Re: [PATCH net-next v36 1/8] eea: introduce PCI framework

public inbox for netdev@vger.kernel.org
 help / color / mirror / Atom feed

From: Xuan Zhuo <xuanzhuo@linux.alibaba.com>
To: Paolo Abeni <pabeni@redhat.com>
Cc: Andrew Lunn <andrew+netdev@lunn.ch>,
	"David S. Miller" <davem@davemloft.net>,
	Eric Dumazet <edumazet@google.com>,
	Jakub Kicinski <kuba@kernel.org>,
	Wen Gu <guwen@linux.alibaba.com>,
	Philo Lu <lulie@linux.alibaba.com>,
	Vadim Fedorenko <vadim.fedorenko@linux.dev>,
	Dong Yibo <dong100@mucse.com>,
	Heiner Kallweit <hkallweit1@gmail.com>,
	Dust Li <dust.li@linux.alibaba.com>,
	netdev@vger.kernel.org
Subject: Re: [PATCH net-next v36 1/8] eea: introduce PCI framework
Date: Sat, 4 Apr 2026 16:26:45 +0800	[thread overview]
Message-ID: <1775291205.5205972-1-xuanzhuo@linux.alibaba.com> (raw)
In-Reply-To: <e769aaaa-17bb-4356-9848-dc5001885e24@redhat.com>

On Thu, 2 Apr 2026 10:02:53 +0200, Paolo Abeni <pabeni@redhat.com> wrote:
> On 3/29/26 3:22 PM, Xuan Zhuo wrote:
> > +struct eea_pci_cfg {
> > +	__le32 reserve0;
> > +	__le32 reserve1;
> > +	__le32 drv_f_idx;
> > +	__le32 drv_f;
> > +
> > +#define EEA_S_OK           BIT(2)
> > +#define EEA_S_FEATURE_DONE BIT(3)
> > +#define EEA_S_FAILED       BIT(7)
> > +	u8   device_status;
> > +	u8   reserved[7];
> > +
> > +	__le32 rx_num_max;
> > +	__le32 tx_num_max;
> > +	__le32 db_blk_size;
> > +
> > +	/* admin queue cfg */
> > +	__le16 aq_size;
> > +	__le16 aq_msix_vector;
> > +	__le32 aq_db_off;
> > +
> > +	__le32 aq_sq_addr;
> > +	__le32 aq_sq_addr_hi;
> > +	__le32 aq_cq_addr;
> > +	__le32 aq_cq_addr_hi;
> > +
> > +	__le64 hw_ts;
>
> Sashiko has still a lot to say about this series. Here:
>
> ---
> Is there an implicit compiler padding issue here?
> The field aq_cq_addr_hi is a 32-bit integer ending at offset 59. The
> immediately following field, hw_ts, is an 8-byte integer. To align hw_ts
> to an 8-byte boundary, the compiler will implicitly insert 4 bytes of
> padding, placing hw_ts at offset 64 instead of 60.
> Depending on whether the hardware designer intended the register to be
> at offset 60 or 64, the driver might read from the wrong address, or
> rely on implicit padding that could change across architectures.
> ---
>
> I assume the (virtual) H/W does the align thing correctly, so no real
> issue here. Still replying to this patch explaining why the raised
> concern is not valid would help a lot progresses on this series.

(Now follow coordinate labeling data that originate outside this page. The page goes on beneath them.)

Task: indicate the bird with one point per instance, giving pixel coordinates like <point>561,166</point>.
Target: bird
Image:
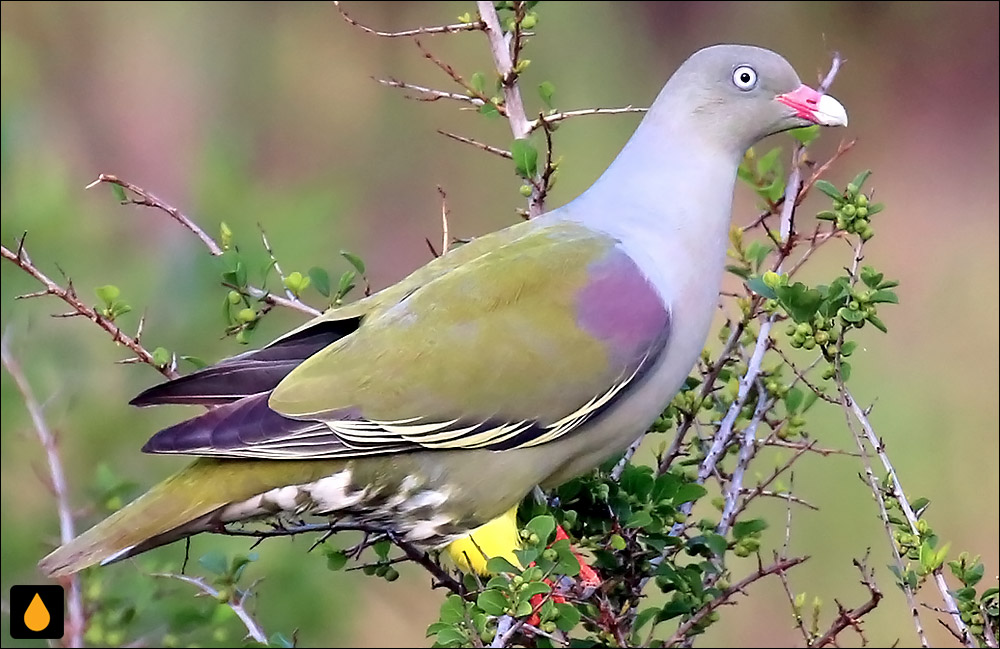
<point>522,358</point>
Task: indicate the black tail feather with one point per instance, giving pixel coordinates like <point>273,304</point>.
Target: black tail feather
<point>250,373</point>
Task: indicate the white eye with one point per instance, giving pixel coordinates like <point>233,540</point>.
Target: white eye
<point>745,77</point>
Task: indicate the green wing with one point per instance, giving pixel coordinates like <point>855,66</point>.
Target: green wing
<point>485,353</point>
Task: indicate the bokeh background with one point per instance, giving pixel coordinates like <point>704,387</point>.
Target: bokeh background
<point>267,113</point>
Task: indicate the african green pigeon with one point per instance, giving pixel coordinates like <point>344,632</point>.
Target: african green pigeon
<point>525,357</point>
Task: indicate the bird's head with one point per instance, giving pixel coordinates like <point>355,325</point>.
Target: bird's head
<point>740,94</point>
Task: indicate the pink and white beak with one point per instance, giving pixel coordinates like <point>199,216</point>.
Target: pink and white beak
<point>809,104</point>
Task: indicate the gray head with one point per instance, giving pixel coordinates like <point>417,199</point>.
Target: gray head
<point>734,95</point>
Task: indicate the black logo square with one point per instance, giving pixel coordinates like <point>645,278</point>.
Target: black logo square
<point>37,612</point>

Yes, we had indeed overlooked this part before. I think it's still better to
keep it 64-bit aligned. AI did help us, and additionally, it caught another
issue: if an RX packet is dropped, we need to re-dma-sync the buffer
for the device when reusing it. In this AI review, I believe only these two
findings are valid. Even though the second one rarely causes problems in
practice, I'll submit another patch set to address both. AI does catch real
issues, but the Sashiko review results seem to generate too many false
positives. Reviewing them takes up too much of our time, and the return on
effort is too low. I've gone through every single item flagged by Sashiko, and
only these two are actual issues; the rest don't exist. Unfortunately, I can't
reply to them inline like I would in an email thread.

>
> [ ... ]
> > +int eea_device_reset(struct eea_device *edev)
> > +{
> > +	struct eea_pci_device *ep_dev = edev->ep_dev;
> > +	u8 val;
> > +
> > +	eea_pci_io_set_status(edev, 0);
> > +
> > +	return read_poll_timeout(cfg_read8, val, !val, 20, EEA_RESET_TIMEOUT_US,
> > +				 false, ep_dev->reg, device_status);
> > +}
>
> Sashiko says:
> ---
> Can this cause a 60-second thread stall during a surprise removal?
> When a PCIe device is surprise-removed, MMIO reads typically return all
> ones (0xFF). If the device is removed, !0xFF evaluates to false, causing
> the loop to never exit early and hanging the executing thread for the
> entire 60-second timeout.
> ---
>
> A similar concern was raised on the previous iteration. I see you
> decreased the timeout from 1000s to 60s, but 60s is still a considerably
> longsystem hangup. Anything above a few seconds should be considered
> carefully.


I will add check for 0xFF.


Thanks


>
> > +
> > +int eea_pci_set_aq_up(struct eea_device *edev)
> > +{
> > +	struct eea_pci_device *ep_dev = edev->ep_dev;
> > +	u8 status = eea_pci_io_get_status(edev);
> > +	int err;
> > +	u8 val;
> > +
> > +	WARN_ON(status & EEA_S_OK);
>
> Sashiko says:
>
> ---
> Does a surprise removal trigger a spurious kernel warning here?
> A surprise removal forces status to 0xFF, making 0xFF & BIT(2) true and
> triggering an unintended kernel stack dump for an asynchronous hardware
> event.
> ---
>
> This looks valid to me.
>
> /P
>

next prev parent reply	other threads:[~2026-04-04  8:29 UTC|newest]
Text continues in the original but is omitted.